Brit Grit Alley features interviews, news and updates on what's happening down British crime fiction's booze and blood soaked alleyways.

By Paul D. Brazill 

A slice of Brit Grit Alley flash ficition from yours truly!

The Sharpest Tools In The Box by Paul D. Brazill
“It’s friggin obvious, Browny”, said Kenny.

Kenny Cokehead was waving his arms around like a windmill. In his hands he had
a couple of CDs that he’d found in the glove compartment of Mikey The Mechanic’s
BMW: Hot Stuff by Donna Summer and the soundtrack to Saturday Night Fever.

“It stands to reason, don’t it? Look at this stuff. Clear as day. He’s an arse bandit, dinner masher ...”
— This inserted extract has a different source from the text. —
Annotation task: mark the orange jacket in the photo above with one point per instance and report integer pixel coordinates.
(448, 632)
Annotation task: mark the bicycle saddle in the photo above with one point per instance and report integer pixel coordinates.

I zoned out. Kenny Cokehead was was really living up to his nickname; he was snotty nosed and talking ten to the dozen. Me, I was trying my hardest to concentrate on manipulating the BMW round Seatown’s darkened side streets.

This was proving to be a bit of a problem. For one thing, the car was a left hand drive - which looked very cool this side of the pond but made it pretty difficult maneuver
– and another factor was that we didn’t want anyone to see us, so we were driving
without using the headlights.

Since most of the streetlights had been smashed out around here-and most of the terraced houses have been boarded up- I was doing about as well as Stevie Wonder.

The situation wasn’t exactly helped by the fact that my full bladder felt ready to burst. And then there was Kenny who, like most cokeheads, had got a degree in stating the friggin obvious. And repeating it ad infinitum.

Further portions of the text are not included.